ドナルド・トランプ大統領が政府のDEI(多様性、公平性、包括性)プログラムを廃止する大統領令に署名したことを受け、企業がDEIという言葉を避け、名称を変更する動きが広がっている。しかし、DEIへの取り組み自体を終了させるわけではない。
テクナノジー企業の中では、Googleが2025年二月に多様性採用目標を撤廃し、DEI関連プログラムの見直しを進めている。GoogleのCEOサンダー・ピチャイ氏は「代表性のある労働力を構築することを信じている」としつつ、「法的要件に従う必要がある」と説明した。これにより、DEIの枠組を維持しつつも、法規制に対応した形での運用が求められている。
一部の企業では、DEIという言葉が政治的に敏感な用語となったことから、「学習」「採用」などの別名を使うことで問題を回避している。広告代理店「Paradigm」のCEOジョエル・エマーソン氏は、顧客企業に対し「具体的な目標を明確にすることが重要だ」とアドバイスしている。
背景には、2023年の最高裁判所がハーバード大学のアファーマティブアクションを違憲と判断したことがある。
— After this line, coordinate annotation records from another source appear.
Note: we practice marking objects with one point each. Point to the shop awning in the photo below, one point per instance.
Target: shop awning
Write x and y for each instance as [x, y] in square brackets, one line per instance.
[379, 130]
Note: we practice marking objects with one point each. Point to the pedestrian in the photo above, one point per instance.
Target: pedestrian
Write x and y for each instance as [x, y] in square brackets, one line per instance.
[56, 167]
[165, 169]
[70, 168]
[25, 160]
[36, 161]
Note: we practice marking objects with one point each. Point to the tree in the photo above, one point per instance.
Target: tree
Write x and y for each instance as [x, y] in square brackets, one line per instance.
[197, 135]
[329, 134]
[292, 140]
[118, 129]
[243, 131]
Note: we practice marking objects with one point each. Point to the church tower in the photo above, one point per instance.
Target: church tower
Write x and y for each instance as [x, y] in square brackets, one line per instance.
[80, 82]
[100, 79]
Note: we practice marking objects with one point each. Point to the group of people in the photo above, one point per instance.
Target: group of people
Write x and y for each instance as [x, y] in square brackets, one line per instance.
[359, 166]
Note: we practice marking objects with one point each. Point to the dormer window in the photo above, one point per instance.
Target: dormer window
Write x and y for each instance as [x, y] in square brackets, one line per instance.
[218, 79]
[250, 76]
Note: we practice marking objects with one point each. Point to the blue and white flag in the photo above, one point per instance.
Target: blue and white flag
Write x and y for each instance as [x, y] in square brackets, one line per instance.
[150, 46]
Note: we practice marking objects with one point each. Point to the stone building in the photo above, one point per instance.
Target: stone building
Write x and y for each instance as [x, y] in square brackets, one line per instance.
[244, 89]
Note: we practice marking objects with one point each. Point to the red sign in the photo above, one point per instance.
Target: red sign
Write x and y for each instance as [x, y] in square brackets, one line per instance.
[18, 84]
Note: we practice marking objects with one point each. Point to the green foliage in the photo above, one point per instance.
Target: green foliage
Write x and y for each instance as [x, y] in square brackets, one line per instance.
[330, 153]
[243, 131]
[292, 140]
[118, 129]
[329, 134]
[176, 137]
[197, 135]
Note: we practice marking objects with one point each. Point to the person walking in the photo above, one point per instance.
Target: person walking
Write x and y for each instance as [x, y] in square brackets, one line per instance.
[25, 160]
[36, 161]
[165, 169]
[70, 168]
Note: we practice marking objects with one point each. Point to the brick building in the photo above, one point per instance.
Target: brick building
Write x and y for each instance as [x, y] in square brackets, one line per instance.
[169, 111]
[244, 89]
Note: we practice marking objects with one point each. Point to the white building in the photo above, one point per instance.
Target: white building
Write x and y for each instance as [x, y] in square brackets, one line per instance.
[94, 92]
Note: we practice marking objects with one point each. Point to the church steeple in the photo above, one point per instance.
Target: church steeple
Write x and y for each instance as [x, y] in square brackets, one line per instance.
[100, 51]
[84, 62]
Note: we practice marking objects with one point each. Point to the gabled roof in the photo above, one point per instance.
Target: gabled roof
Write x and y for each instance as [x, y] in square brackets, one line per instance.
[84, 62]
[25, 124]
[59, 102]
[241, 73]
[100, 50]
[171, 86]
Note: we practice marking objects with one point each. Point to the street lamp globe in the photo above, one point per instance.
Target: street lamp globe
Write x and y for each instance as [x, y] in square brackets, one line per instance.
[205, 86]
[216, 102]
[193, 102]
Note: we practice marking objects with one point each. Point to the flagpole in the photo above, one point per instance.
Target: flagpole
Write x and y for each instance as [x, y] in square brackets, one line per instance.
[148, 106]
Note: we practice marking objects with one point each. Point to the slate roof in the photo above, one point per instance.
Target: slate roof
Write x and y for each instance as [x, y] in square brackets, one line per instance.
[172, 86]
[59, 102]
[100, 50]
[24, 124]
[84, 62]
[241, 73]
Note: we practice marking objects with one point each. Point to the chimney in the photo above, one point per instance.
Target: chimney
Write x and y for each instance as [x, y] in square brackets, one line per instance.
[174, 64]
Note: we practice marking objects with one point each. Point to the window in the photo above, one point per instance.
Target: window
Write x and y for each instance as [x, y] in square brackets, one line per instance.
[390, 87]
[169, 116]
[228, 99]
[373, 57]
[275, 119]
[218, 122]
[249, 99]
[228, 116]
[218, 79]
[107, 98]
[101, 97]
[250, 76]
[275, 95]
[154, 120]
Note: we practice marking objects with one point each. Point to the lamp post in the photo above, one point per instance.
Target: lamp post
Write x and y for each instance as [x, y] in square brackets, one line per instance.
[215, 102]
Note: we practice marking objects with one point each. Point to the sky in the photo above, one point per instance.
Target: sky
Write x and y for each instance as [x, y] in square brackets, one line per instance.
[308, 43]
この判決を受け、企業の採用方針にも見直しが求められている。さらに、トランプ政権は1月、政府のDEIプログラム廃止を指示し、50社以上の企業に対し「DEI規制違反」として調査を開始している。
一方、DEIプロブラム自体は以前として企業や労働者の支持を受けている。ピュー研究所の調査によれば、86%の労働者が職場の多様性や公平性向上に肯定的意見を持っているという。企業はリスクを考慮しつつも、持続可能な取り組みとしてDEIをつづける方向を模索している。
専門家は「DEIという言葉が問題視される中で、その本質である『平等な機会の提供』を忘れてはならないと強調している。